For data movement between CPU and GPU: BufferUploadProcessor stages CPU data to a GPU buffer. BufferDownloadProcessor reads GPU results back to CPU memory. TransferProcessor coordinates buffer-to-buffer copies.
For Kakshya container access: AccessProcessor variants churn raw data from containers into processed data (type-ready, contiguous blocks for consumption) for buffers at the right rate and position. StreamSliceProcessor manages polyphonic slice playback within a SamplingPipeline.
For NDData to audio: AudioWriteProcessor writes computed data into an audio buffer for the hardware callback. For NDData to graphics: GeometryWriteProcessor writes vertex data into a geometry buffer; TextureWriteProcessor writes pixel data into a texture buffer; RenderProcessor submits draw calls.
The node graph and the buffer pipeline connect through these processor types. Nodes produce values on demand; processors evaluate those nodes into buffers at the right rate and in the right format for each subsystem.

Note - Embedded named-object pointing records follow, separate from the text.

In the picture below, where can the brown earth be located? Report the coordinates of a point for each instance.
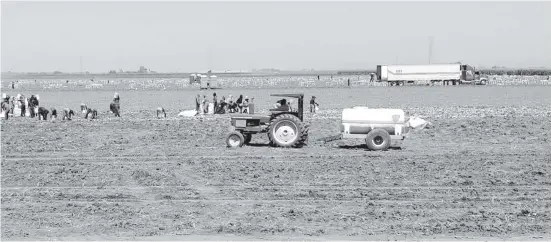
(484, 174)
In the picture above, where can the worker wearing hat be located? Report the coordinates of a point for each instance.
(246, 105)
(313, 104)
(5, 105)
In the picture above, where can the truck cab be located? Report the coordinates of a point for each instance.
(469, 75)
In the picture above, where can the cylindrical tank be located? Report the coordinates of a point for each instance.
(361, 120)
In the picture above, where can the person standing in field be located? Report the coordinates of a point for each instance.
(313, 104)
(22, 105)
(198, 103)
(5, 105)
(239, 103)
(115, 106)
(205, 104)
(33, 103)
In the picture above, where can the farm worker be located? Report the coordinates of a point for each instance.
(12, 105)
(246, 105)
(83, 108)
(92, 112)
(198, 103)
(115, 106)
(67, 114)
(43, 113)
(161, 110)
(5, 105)
(53, 113)
(205, 104)
(215, 100)
(22, 105)
(282, 105)
(239, 103)
(33, 103)
(222, 107)
(313, 104)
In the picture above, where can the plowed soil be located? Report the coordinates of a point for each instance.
(482, 172)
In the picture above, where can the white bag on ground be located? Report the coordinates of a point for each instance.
(188, 113)
(211, 108)
(418, 123)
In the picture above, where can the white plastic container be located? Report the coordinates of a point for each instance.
(361, 120)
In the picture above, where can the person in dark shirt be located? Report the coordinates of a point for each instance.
(239, 103)
(313, 104)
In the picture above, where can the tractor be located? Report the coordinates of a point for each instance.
(284, 125)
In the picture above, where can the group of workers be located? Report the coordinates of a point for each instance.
(222, 106)
(21, 106)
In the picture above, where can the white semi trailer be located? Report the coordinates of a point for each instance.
(398, 75)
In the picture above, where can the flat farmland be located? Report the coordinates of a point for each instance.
(482, 172)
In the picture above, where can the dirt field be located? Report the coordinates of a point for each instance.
(482, 172)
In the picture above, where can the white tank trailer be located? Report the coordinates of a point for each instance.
(380, 128)
(455, 74)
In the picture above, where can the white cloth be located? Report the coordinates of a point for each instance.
(188, 113)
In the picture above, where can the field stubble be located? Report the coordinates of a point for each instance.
(483, 171)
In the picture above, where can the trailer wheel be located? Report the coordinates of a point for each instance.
(378, 139)
(235, 139)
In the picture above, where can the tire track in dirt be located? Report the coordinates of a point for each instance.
(261, 158)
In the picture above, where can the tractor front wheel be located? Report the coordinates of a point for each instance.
(248, 138)
(378, 139)
(285, 131)
(235, 139)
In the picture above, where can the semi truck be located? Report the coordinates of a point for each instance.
(205, 82)
(455, 74)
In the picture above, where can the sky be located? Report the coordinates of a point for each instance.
(195, 36)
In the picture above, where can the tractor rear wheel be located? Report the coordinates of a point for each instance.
(304, 135)
(235, 139)
(285, 131)
(378, 139)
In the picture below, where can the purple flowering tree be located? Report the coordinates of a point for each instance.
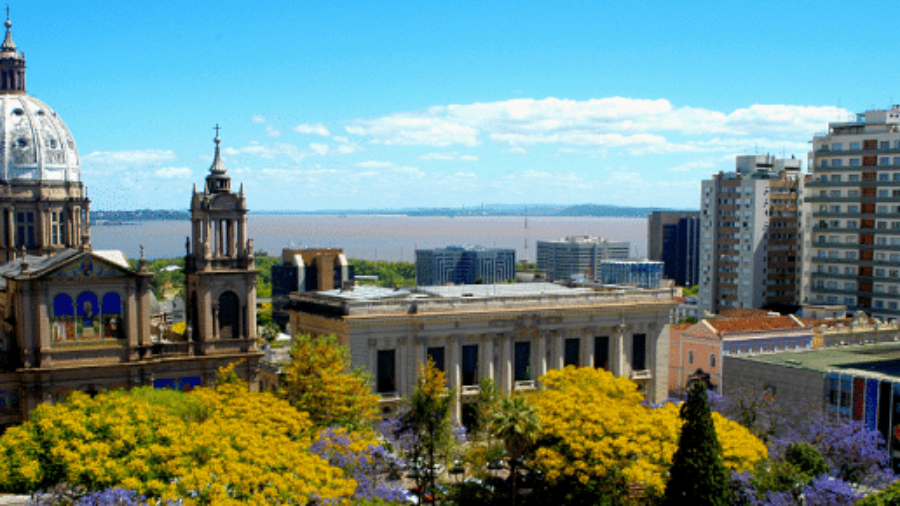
(372, 468)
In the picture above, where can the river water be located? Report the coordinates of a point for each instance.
(379, 237)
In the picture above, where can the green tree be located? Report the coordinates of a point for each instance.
(698, 476)
(427, 419)
(319, 381)
(516, 423)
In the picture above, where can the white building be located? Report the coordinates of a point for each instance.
(578, 256)
(512, 333)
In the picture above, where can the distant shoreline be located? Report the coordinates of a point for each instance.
(589, 210)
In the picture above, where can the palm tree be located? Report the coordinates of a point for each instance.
(516, 423)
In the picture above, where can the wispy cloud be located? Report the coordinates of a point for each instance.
(452, 155)
(612, 122)
(135, 157)
(174, 173)
(317, 129)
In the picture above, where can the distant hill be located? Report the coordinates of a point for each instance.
(117, 217)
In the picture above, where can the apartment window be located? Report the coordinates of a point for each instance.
(56, 228)
(601, 352)
(470, 365)
(386, 372)
(572, 352)
(25, 229)
(522, 362)
(639, 352)
(436, 355)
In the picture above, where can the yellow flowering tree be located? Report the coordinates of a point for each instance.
(596, 428)
(319, 381)
(212, 446)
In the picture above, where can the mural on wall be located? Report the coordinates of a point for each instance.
(86, 318)
(185, 384)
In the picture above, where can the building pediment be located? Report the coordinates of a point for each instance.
(69, 265)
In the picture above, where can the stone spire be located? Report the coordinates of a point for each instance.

Vruta is the execution model. It defines what time-structured work is in MayaFlux.
The central coroutine types are SoundRoutine and GraphicsRoutine: C++20 coroutines that suspend at co_await points and are resumed by the scheduler. SoundRoutine ticks at audio rate; GraphicsRoutine ticks at frame rate. Everything time-dependent in MayaFlux is expressed as one of these, submitted to a TaskScheduler. The scheduler drives the system: it maintains a clock, it knows the current sample or frame position, and it resumes coroutines whose suspension conditions are met. Kriya uses SoundRoutine for most of its composition primitives because audio rate provides the finer timing resolution and many scheduling tasks benefit from that precision regardless of whether they produce audio output.
DelayContext distinguishes two timing regimes. Buffer-based timing counts in buffer cycles, appropriate for operations that align with the audio callback period. Sample-based timing counts in individual samples, appropriate for sub-cycle-accurate scheduling. Both are available as suspension points inside coroutines.
Event and EventManager hold named coroutines that respond to conditions. An event is not a callback registered to a dispatcher; it is a coroutine that runs until its condition fires, suspends, and runs again on the next occurrence.
EventSource and NetworkSource are the sources that events wait on. A NetworkSource wraps an incoming message stream; a coroutine suspended on it resumes whenever a message arrives.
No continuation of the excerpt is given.